About this article
This article is the entry point of the “System Architecture” category in the Architecture Crash Course for the Generative-AI Era series. It surveys the entire skeleton — hardware, software, network — together. In construction terms it corresponds to the foundation and the structural framing, and across all architectural layers it is the one where redo-ing is the hardest.
This article surveys what gets decided here, why it must be decided first, and the AI-driven-development selection criteria.
What is system architecture in the first place
Imagine a house’s foundation work. If you say “actually, I want a basement” after the foundation is poured, redoing the foundation costs almost as much as rebuilding the house. You can change the floor plan and wallpaper later, but the foundation and structural framing must be decided correctly from the start.
System architecture is the domain that decides the overall skeleton encompassing hardware, software, and network. Cloud or your own data center, OS, DB, container platform, network design — of all architectural layers, this is the one where redo is hardest.
If you neglect system architecture, situations like switching cloud vendors mid-project = effectively “rebuilding” arise, and every other design decision is reduced to nothing.
The first decision, and the hardest one to undo
System architecture is the layer that decides the overall skeleton across hardware, software, and network. In building terms, foundation and structural framing. Trying to change it later runs essentially the same cost as rebuilding the house — and that is the decisive difference from other layers.
Many sites use “infrastructure architecture” more or less synonymously, and some camps don’t distinguish them at all. The naming doesn’t matter. What matters is the framing: “the layer that handles the skeleton as a whole.”
Other architectural layers — software, data, security, etc. — are interior fittings built on top of this skeleton, fully constrained by it. Of every architectural domain, this one has the highest difficulty; the other domains are essentially refinements within the constraints set here.
Why decide it first
This domain is a concentration of One-way Doors (Bezos’s term for “decisions hard to reverse”). Downstream judgments are bound by what’s settled here. Changing the skeleton later means tasks like:
- Switching cloud vendor mid-project is essentially “rebuild from scratch.”
- Switching between on-prem and cloud later is also major construction work.
- OS and DB product changes propagate widely.
Even on small projects, deciding the broad strokes up front is the rule. “We’ll think about that later” becomes more fatal the smaller the project — by the time code and operations have grown into the skeleton, peeling them apart is the work.
The mindset of “MVP, so just wing it” turns into the most expensive choice in retrospect.
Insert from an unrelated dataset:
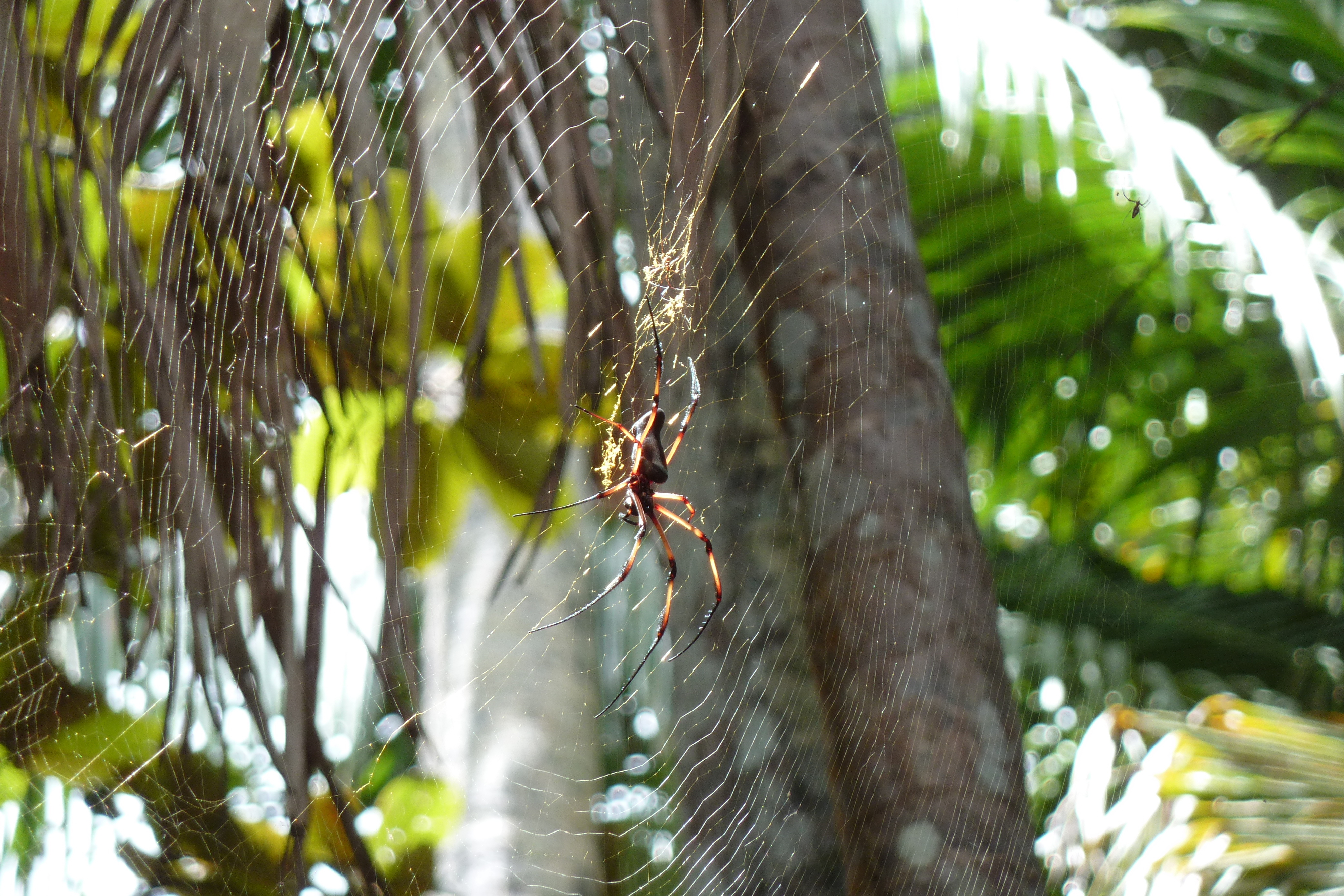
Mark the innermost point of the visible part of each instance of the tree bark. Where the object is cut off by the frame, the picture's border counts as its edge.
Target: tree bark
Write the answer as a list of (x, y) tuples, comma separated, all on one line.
[(923, 733)]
System architecture should be sketched out in week 1 of the project; deferral is most fatal at smaller scale.
What you must decide — what’s your project’s answer?
For each of the following, articulate your project’s answer in 1-2 sentences. Leaving them ambiguous now will always come back as “why did we decide that?” later.
The decisions in this domain split into three groups:
flowchart TB
A[1. Foundation<br/>App form / Deploy / Cloud / Runtime / OS]
B[2. Where data lives<br/>DB / Storage / Network]
C[3. Operational machinery<br/>Monitoring / BCP / Cost / Security]
A -->|Upstream decisions<br/>bind downstream| B
B --> C
classDef base fill:#dbeafe,stroke:#2563eb,stroke-width:2px;
classDef data fill:#fef3c7,stroke:#d97706;
classDef ops fill:#fae8ff,stroke:#a21caf;
class A base;
class B data;
class C ops;
Foundation selection
| Item | Examples |
|---|---|
| Application form | Native app / Web app / Hybrid app |
| Deployment model | On-prem / Cloud / Hybrid |
| Cloud vendor | AWS / GCP / Azure |
| Runtime | VM / Container / Serverless |
| OS | Linux / Windows / UNIX |
| Data persistence | RDBMS / NoSQL / Filesystem |
This layer is covered in articles 01-06 below. The substrate of all later decisions — get this wrong and everything downstream goes off the rails.
Network, security, operations
| Item | Examples |
|---|---|
| DB vendor | Oracle / PostgreSQL / DynamoDB |
| Batch processing | Long-running / Scheduled / Event-driven |
| Network | IP range design, subnet partitioning |
| Communication protocols | HTTPS / gRPC / WebSocket |
| Security foundation | WAF (Web Application Firewall — defends against web attacks), IDS/IPS (Intrusion Detection / Prevention), Zero Trust (re-authenticating every request, no implicit internal trust) |
| Monitoring / alerting | CloudWatch / Datadog / PagerDuty |
Network, security, and monitoring are extremely difficult to bolt on after the fact; they need to be built into the design. Articles 07-09 in this category.
BCP, cost, ops automation
| Item | Examples |
|---|---|
| Storage / backup | S3 / Blob / Archive strategy |
| External connectivity | Internet GW / NAT / VPN / Dedicated lines |
| BCP | Multi-AZ (multiple data centers within the same region) / Multi-region (geographically separated) / DR site (Disaster Recovery — standby for disasters) |
| CI/CD platform | GitHub Actions / GitLab CI / CodePipeline |
| IaC (Infrastructure as Code — manage infra config as code) | Terraform / CloudFormation / Pulumi |
Business continuity and cost management appear in articles 10-11. CI/CD, IaC, and configuration management — the development-process layer — are consolidated in the separate “DevOps Architecture” category.
How to proceed
System architecture must be decided strictly upstream-first. Deciding downstream and back-propagating is a recipe for accidents and guaranteed rework.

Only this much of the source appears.